DOA, rétablir le chaos – Élise Lépine (Playlist Society).


J’ai longtemps séparé l’artiste de ses œuvres. Musique, littérature, cinéma, j’ai empilé les livres de chevets, les chansons à écouter en boucle et les films cultes sans jamais vraiment m’intéresser à ceux qui les produisaient. Parfois bien sûr, j’ai accumulé tant de sorties du même artiste, que j’ai pu devenir une sorte de « fan » sans le vouloir ; mais j’ai rarement été tenté d’en savoir plus sur ses amours ou ses emmerdes. D’aucun trouveront ça pathétique, d’autres pointeront un manque de curiosité condamnable, personnellement j’ai souvent préféré me tenir à distance pour garder une part de mystère.

Mais ça c’était avant.

Avant d’être tenté d’en savoir plus par les sorties régulières de Playlist Society. Des livres à la fois érudits et accessibles, courts et toujours prenants, des livres qui décortiquent avec une rigueur jamais démentie une thématique, un parcours artistique ou une œuvre. Concentrés d’intelligence et de (pop) culture, ces sorties me sont devenues assez indispensables. Comme ce fût le cas récemment avec le Tricky, antistar superstar de Florine Delcourt. Et comme c’est encore le cas avec cet entretien captivant entre Elise Lépine et DOA, grand romancier dont je guette chaque sortie avec fébrilité, prêt à rompre toute activité sociale le temps qu’il faudra pour pénétrer les méandres de son nouveau roman (et pour m’en remettre).
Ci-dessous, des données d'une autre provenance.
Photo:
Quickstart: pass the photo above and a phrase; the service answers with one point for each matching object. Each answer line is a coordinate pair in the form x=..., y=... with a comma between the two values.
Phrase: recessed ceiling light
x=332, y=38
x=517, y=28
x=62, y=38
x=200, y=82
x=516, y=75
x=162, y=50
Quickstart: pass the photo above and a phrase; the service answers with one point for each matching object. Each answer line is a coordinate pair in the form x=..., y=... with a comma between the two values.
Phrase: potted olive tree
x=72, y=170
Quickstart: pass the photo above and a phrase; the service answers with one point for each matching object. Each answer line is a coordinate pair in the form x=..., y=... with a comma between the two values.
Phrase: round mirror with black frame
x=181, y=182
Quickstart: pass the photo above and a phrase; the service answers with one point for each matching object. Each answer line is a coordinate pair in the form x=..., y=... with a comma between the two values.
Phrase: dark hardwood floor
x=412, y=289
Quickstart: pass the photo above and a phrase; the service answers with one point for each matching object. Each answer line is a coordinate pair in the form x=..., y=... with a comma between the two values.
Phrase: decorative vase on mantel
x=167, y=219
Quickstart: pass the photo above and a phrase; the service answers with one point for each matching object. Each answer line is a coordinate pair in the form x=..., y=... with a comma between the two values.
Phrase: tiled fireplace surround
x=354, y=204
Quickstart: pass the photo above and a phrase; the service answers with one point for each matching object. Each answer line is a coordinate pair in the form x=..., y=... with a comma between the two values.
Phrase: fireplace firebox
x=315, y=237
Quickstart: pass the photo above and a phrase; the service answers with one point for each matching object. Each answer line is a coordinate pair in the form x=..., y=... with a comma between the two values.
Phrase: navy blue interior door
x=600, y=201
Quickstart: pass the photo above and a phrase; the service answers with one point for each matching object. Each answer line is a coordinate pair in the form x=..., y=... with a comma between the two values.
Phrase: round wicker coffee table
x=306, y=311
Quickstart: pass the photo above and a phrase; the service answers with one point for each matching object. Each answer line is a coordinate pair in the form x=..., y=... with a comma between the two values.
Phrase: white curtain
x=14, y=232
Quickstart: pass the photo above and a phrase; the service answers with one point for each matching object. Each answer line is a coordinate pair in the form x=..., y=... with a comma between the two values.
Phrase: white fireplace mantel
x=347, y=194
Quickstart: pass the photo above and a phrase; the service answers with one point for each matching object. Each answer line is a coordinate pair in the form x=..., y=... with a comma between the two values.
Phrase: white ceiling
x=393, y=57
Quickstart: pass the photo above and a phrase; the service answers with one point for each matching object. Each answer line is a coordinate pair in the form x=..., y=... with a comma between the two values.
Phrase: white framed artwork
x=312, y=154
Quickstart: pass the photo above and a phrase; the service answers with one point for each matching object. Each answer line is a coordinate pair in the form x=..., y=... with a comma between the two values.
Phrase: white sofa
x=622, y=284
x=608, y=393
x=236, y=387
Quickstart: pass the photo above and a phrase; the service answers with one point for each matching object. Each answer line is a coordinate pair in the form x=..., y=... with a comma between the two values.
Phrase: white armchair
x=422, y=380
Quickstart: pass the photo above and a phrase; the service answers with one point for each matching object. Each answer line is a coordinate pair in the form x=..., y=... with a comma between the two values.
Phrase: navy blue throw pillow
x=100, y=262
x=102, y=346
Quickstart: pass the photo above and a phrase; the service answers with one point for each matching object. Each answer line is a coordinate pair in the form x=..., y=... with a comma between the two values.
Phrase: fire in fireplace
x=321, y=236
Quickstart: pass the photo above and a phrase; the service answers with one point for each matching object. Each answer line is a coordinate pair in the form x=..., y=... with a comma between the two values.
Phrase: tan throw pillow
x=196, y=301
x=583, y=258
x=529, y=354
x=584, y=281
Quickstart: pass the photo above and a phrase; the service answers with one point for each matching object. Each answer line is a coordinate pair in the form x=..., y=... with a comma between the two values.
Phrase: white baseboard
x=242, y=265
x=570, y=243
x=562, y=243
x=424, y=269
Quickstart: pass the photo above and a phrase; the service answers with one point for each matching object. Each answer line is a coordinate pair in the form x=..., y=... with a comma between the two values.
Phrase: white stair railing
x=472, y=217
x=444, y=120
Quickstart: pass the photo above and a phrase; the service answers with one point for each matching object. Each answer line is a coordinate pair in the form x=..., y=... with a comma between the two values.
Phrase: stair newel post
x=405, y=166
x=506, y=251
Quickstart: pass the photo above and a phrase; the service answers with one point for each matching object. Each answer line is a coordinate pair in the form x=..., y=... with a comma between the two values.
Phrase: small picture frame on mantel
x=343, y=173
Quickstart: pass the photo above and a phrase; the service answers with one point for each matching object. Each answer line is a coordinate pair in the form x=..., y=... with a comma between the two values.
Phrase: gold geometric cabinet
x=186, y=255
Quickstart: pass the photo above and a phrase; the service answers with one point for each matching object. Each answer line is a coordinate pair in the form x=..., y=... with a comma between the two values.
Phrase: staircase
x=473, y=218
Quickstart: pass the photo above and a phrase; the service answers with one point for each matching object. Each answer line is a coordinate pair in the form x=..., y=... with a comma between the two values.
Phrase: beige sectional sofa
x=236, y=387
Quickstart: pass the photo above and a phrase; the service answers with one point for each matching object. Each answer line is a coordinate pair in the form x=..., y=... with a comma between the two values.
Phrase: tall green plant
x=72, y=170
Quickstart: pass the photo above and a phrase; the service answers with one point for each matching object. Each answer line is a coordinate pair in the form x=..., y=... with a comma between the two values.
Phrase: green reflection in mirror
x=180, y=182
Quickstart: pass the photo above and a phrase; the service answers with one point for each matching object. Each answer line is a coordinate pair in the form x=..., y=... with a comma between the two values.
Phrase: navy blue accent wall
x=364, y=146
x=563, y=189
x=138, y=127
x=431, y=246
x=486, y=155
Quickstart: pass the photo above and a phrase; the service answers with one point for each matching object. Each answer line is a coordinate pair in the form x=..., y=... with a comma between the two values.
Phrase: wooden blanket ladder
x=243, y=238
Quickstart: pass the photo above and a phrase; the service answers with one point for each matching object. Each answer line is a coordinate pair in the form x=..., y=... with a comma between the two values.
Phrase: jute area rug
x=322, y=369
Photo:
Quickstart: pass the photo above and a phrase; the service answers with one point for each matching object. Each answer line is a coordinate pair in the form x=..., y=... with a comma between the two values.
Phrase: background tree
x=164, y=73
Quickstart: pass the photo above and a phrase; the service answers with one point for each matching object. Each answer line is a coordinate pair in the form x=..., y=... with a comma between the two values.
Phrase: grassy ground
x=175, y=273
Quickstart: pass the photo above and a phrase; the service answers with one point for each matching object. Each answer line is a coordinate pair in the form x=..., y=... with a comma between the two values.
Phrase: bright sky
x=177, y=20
C’est donc plutôt ironique : un lecteur peu versé dans la biographie d’artistes, qui se régale en lisant l’interview au long cours d’un auteur secret, soucieux de préserver sa tranquillité (à défaut de son anonymat, éventé depuis) et qui préfère exister par ses livres. Passons les quelques paradoxes que cela pourrait soulever pour en venir à l’essentiel, à savoir des échanges passionnants entre un auteur au parcours atypique et à la lucidité aiguisée, et une journaliste qui manie l’art de l’interview avec une grande finesse. Cet entretien intéressera aussi bien les aficionados de DOA, qui y trouveront réflexions inspirantes et secrets de fabrication, que les autres qui auront probablement envie de plonger dans l’œuvre foisonnante d’un auteur qui saisit mieux que n’importe qui les troubles d’un monde névrosé et chaotique.

Attaché au vérisme et à la précision de son écriture, refusant toute psychologisation inutile et tout dogmatisme stérile, DOA est aussi brillant dans la fresque géopolitique noire (l’halluciné et hallucinant Cycle Clandestin) que dans le polar sombre, tendu et violent (le récent Rétiaire(s)). Donnant à lire la violence qui fait tourner le monde, il ne nous épargne rien, illustrant avec perfection le fameux « La lucidité est la blessure la plus rapprochée du soleil » de Char (in Les feuillets d’Hypnos).

Si ce nouveau livre de Playlist Society permet de mieux appréhender la « méthode DOA », il alimente également des réflexions personnelles sur l’évolution d’une société globalisée. DOA, qui a « vu du pays », nous livre parfois le fond de sa pensée, avec précision et nuances, sans jamais céder à la tentation de la simplification ou d’une quelconque leçon de morale. Car il le sait mieux que quiconque, le noir ou le blanc c’est pour amuser la galerie, nous sommes tous gris, mélange d’ombres poisseuses et de lumières rejaillissant des cendres.